问题
I have a weird problem when estimating a random effects with the plm package in R.
Here is a link to a dput of part of my data: https://pastebin.com/raw/mTdh26dg
My code is:
library(plm)
library(haven)
pmales <- pdata.frame(males_part, index = c("NR", "YEAR"))
random <- plm(WAGE ~ SCHOOL + EXPER + EXPER2 + BLACK + HISP + MAR + UNION + RUR + NE + NC + S + factor(YEAR),
data = pmales, model = "random")
The reason I included libary(haven) is that my original data set is a .dta file.

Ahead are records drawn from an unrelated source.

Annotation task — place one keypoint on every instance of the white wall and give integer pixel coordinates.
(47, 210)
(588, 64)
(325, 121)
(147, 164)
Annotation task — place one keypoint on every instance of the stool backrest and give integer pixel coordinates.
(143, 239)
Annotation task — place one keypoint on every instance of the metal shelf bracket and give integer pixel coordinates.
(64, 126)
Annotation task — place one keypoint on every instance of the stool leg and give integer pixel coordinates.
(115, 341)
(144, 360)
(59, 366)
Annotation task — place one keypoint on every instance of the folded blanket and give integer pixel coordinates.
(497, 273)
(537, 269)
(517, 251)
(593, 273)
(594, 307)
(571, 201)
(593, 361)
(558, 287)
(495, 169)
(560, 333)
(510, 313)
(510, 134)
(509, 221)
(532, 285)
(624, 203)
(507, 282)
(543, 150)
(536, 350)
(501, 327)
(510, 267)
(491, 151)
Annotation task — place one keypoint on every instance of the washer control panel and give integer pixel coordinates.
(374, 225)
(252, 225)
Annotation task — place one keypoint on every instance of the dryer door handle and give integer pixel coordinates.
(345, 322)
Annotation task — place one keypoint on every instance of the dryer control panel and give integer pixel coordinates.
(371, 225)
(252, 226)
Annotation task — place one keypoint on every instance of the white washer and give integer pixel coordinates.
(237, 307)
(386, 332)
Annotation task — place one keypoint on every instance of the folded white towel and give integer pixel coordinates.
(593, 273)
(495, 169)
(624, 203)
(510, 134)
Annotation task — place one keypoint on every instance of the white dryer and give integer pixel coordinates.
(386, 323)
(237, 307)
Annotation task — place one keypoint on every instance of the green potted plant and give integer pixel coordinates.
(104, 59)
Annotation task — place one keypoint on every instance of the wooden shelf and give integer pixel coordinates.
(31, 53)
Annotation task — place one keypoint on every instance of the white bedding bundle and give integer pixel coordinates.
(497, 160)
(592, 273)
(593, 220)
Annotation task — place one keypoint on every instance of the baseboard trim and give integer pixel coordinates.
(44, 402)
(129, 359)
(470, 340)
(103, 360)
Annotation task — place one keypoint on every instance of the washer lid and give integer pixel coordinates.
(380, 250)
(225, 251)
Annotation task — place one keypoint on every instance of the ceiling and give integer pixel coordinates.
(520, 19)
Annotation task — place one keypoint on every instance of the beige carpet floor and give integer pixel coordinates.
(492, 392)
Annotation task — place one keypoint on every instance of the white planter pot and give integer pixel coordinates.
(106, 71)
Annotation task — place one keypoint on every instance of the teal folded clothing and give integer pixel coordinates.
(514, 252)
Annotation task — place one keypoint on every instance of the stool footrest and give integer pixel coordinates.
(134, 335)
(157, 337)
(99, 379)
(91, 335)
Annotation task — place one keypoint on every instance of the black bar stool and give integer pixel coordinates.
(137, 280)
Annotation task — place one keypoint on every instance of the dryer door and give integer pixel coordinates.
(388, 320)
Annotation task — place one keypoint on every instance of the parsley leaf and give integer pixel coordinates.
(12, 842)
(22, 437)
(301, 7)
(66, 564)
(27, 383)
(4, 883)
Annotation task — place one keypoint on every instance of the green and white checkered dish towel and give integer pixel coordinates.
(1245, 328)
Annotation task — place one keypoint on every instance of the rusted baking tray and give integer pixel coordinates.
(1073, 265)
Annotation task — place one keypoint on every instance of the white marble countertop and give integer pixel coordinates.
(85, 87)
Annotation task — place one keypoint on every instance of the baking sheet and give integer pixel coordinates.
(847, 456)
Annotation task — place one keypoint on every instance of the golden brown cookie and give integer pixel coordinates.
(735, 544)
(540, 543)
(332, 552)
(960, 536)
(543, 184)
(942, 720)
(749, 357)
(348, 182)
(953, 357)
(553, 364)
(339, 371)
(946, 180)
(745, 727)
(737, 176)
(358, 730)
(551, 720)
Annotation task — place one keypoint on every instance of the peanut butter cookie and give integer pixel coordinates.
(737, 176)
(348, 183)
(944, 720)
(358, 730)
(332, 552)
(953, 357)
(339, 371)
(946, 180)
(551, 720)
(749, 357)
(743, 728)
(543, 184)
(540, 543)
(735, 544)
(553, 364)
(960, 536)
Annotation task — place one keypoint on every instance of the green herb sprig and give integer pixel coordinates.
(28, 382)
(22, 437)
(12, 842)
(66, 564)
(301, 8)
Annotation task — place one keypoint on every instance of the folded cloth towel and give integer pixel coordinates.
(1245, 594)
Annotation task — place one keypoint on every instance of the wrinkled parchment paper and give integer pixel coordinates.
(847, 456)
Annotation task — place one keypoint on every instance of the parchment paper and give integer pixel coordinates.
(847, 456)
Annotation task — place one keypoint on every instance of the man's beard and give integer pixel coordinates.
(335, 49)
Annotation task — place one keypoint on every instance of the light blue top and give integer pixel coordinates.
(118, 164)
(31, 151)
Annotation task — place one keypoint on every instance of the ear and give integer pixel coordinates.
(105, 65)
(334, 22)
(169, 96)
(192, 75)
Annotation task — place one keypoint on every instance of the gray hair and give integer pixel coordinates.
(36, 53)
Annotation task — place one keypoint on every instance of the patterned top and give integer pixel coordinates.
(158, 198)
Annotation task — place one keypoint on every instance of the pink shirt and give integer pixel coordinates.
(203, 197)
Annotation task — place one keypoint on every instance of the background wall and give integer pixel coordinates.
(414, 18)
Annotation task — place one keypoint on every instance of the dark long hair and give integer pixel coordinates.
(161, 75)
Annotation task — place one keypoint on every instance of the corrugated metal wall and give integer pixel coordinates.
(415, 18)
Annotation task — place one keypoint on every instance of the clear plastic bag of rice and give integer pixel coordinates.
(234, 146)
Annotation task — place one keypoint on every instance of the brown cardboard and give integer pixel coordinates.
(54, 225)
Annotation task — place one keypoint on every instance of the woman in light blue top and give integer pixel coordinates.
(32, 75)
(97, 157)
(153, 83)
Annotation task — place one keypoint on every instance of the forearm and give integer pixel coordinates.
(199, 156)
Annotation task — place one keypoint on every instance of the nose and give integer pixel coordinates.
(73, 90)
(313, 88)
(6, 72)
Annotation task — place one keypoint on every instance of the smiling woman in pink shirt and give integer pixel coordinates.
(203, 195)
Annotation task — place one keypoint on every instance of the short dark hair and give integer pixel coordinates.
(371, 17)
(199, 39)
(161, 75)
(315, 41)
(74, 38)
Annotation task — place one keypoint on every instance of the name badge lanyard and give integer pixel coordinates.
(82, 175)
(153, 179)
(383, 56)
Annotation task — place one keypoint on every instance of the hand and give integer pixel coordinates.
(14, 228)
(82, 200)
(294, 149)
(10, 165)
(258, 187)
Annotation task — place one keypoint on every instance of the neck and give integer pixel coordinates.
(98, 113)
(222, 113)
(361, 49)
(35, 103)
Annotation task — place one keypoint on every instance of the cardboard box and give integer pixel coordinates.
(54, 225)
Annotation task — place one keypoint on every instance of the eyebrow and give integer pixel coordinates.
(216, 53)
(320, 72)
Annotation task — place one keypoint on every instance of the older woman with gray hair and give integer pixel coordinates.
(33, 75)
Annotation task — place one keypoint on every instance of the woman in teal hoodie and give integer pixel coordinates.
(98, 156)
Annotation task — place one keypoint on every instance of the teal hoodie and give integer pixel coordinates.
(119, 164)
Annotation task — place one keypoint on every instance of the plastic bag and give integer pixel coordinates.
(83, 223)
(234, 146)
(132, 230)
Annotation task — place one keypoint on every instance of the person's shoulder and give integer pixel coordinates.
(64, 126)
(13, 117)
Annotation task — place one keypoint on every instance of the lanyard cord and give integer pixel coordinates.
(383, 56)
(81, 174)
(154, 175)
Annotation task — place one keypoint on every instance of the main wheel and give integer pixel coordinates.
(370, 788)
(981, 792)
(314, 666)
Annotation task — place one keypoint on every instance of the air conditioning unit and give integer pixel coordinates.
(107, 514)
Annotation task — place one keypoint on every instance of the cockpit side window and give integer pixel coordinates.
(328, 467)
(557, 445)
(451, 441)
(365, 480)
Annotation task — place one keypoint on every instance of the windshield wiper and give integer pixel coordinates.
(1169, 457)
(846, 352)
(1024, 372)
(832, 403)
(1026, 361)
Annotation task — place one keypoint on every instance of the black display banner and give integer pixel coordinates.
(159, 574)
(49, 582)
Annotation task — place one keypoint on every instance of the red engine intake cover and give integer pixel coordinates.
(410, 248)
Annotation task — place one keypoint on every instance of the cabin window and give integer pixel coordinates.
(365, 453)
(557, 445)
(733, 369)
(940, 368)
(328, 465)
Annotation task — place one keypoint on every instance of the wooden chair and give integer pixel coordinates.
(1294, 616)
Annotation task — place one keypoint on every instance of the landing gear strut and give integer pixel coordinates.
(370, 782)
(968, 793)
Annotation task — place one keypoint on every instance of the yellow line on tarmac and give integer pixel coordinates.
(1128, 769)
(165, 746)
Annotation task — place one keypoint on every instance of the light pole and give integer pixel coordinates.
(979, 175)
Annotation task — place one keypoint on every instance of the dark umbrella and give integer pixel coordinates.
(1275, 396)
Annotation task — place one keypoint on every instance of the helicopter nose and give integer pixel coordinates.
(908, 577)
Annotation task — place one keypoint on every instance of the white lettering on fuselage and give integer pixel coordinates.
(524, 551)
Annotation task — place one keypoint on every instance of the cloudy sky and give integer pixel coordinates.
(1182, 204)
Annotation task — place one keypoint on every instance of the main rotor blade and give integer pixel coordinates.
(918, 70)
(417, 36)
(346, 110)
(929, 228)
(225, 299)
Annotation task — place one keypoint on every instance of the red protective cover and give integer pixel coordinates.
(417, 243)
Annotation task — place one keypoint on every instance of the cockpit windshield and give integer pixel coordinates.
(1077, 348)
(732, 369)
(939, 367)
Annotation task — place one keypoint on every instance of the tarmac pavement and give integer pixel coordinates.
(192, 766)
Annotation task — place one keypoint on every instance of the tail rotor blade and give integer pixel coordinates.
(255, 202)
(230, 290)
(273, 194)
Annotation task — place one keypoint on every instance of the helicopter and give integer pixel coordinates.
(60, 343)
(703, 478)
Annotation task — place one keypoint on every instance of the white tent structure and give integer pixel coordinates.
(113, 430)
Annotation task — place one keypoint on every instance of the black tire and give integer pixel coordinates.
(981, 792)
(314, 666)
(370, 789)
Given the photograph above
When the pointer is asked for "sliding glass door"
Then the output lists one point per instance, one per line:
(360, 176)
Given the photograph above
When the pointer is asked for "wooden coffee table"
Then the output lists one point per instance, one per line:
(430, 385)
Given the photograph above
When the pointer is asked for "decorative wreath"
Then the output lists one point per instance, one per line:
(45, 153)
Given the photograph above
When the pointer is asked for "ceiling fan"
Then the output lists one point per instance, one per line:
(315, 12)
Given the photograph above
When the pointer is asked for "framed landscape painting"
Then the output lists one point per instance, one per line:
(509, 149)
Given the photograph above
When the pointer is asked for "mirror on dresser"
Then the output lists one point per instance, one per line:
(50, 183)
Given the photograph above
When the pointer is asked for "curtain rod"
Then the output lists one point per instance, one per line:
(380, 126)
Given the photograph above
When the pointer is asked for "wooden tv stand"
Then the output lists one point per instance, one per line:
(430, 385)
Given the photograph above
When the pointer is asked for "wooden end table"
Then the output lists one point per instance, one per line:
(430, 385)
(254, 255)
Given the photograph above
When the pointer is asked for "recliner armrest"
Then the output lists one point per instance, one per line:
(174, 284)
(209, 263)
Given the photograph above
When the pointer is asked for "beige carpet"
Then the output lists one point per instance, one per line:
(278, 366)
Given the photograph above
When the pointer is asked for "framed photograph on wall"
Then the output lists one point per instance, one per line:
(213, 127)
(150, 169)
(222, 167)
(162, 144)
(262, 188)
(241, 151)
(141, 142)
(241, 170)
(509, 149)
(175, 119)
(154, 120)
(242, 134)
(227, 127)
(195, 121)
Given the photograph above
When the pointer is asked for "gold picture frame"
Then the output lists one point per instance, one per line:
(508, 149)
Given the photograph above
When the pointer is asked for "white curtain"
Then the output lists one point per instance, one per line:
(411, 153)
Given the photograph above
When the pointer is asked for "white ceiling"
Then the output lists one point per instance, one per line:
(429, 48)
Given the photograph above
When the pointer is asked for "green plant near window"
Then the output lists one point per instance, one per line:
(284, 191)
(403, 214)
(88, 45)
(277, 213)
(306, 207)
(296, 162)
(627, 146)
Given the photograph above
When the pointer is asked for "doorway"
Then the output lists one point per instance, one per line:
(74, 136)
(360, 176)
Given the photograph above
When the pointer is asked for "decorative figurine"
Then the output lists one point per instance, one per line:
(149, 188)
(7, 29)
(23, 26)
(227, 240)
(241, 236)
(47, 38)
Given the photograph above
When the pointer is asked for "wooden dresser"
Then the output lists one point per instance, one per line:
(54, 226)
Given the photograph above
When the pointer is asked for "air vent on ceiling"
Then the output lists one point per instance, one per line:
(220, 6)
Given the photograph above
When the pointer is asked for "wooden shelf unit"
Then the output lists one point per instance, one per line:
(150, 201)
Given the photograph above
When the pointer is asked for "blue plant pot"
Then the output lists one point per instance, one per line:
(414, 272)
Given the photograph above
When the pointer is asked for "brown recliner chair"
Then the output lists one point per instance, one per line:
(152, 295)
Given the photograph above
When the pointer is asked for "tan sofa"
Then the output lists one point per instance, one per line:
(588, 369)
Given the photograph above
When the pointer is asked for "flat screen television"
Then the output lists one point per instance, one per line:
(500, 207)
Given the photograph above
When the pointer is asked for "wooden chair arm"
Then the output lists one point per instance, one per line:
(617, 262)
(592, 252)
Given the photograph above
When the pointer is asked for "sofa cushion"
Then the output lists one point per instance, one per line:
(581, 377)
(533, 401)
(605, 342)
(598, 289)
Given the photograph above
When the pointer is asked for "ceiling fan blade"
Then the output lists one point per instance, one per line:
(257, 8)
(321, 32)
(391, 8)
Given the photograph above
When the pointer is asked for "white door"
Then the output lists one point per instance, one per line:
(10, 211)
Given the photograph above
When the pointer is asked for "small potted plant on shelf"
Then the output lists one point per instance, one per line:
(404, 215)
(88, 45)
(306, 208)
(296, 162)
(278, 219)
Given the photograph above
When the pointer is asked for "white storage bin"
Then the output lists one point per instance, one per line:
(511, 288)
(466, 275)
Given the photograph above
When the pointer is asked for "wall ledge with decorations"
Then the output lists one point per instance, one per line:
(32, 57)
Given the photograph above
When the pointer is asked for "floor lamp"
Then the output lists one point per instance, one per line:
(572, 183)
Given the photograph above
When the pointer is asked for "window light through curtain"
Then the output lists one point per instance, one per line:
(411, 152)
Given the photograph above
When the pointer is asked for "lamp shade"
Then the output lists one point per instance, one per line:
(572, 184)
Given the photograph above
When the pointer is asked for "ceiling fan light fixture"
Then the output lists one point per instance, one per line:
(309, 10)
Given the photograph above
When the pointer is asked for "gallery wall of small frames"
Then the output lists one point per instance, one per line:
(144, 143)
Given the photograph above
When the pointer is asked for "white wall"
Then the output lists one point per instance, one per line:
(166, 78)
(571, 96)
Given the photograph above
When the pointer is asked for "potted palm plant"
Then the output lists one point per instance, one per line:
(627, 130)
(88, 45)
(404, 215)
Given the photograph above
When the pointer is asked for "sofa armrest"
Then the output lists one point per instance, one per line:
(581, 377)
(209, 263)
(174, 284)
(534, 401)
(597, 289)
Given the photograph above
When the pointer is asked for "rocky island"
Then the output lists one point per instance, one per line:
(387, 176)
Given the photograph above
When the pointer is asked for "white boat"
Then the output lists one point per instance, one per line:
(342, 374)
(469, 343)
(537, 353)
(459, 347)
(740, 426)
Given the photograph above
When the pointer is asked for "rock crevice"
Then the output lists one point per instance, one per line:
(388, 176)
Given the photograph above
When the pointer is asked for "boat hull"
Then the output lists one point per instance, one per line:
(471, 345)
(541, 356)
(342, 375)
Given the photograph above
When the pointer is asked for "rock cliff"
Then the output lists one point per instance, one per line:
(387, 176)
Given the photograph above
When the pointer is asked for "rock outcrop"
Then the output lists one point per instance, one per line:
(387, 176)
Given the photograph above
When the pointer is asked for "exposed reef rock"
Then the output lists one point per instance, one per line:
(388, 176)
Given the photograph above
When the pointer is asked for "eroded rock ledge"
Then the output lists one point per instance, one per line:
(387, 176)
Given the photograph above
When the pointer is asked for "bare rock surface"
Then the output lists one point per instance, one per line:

When I run this code I get this error:
Error in is.pbalanced.default(x) :
argument "y" is missing, with no default
The weird thing is that if I start with a clean R session and don't load haven (and the import the data from the dput), I don't get this error. I do get the error if I import from the dput but load haven anyway. I also don't get the error when estimating within or pooling models (even with haven loaded).
Here is my sessionInfo():
R version 3.6.3 (2020-02-29)
Platform: x86_64-pc-linux-gnu (64-bit)
Running under: Linux Mint 19.3
Matrix products: default
BLAS: /usr/lib/x86_64-linux-gnu/blas/libblas.so.3.7.1
LAPACK: /usr/lib/x86_64-linux-gnu/lapack/liblapack.so.3.7.1
locale:
[1] LC_CTYPE=en_US.UTF-8 LC_NUMERIC=C LC_TIME=en_US.UTF-8 LC_COLLATE=en_US.UTF-8 LC_MONETARY=nl_NL.UTF-8
[6] LC_MESSAGES=en_US.UTF-8 LC_PAPER=nl_NL.UTF-8 LC_NAME=C LC_ADDRESS=C LC_TELEPHONE=C
[11] LC_MEASUREMENT=nl_NL.UTF-8 LC_IDENTIFICATION=C
attached base packages:
[1] stats graphics grDevices utils datasets methods base
other attached packages:
[1] haven_2.2.0 plm_2.2-3
loaded via a namespace (and not attached):
[1] Rcpp_1.0.4.6 rstudioapi_0.11 Formula_1.2-3 magrittr_1.5 hms_0.5.3 MASS_7.3-51.5 lattice_0.20-41 rlang_0.4.5
[9] bibtex_0.4.2.2 fansi_0.4.1 stringr_1.4.0 tools_3.6.3 grid_3.6.3 nlme_3.1-144 cli_2.0.2 ellipsis_0.3.0
[17] maxLik_1.3-8 miscTools_0.6-26 assertthat_0.2.1 lmtest_0.9-37 digest_0.6.25 lifecycle_0.2.0 tibble_3.0.0 crayon_1.3.4
[25] bdsmatrix_1.3-4 vctrs_0.2.4 Rdpack_0.11-1 gbRd_0.4-11 glue_1.4.0 sandwich_2.5-1 stringi_1.4.6 pillar_1.4.3
[33] compiler_3.6.3 forcats_0.5.0 pkgconfig_2.0.3 zoo_1.8-7
Is this a bug in plm or haven? Or some sort of incompatibility of the two (or their dependencies)?
回答1:
I think the issue is that your data males_part is a tibble, but you don't have the tibble package loaded until you attach haven. If you don't have tibble loaded, then you won't have any methods for the tibble classes "tbl_df" and "tbl", and it will act exactly like a data frame. Once tibble is loaded, it will start to act like a tibble.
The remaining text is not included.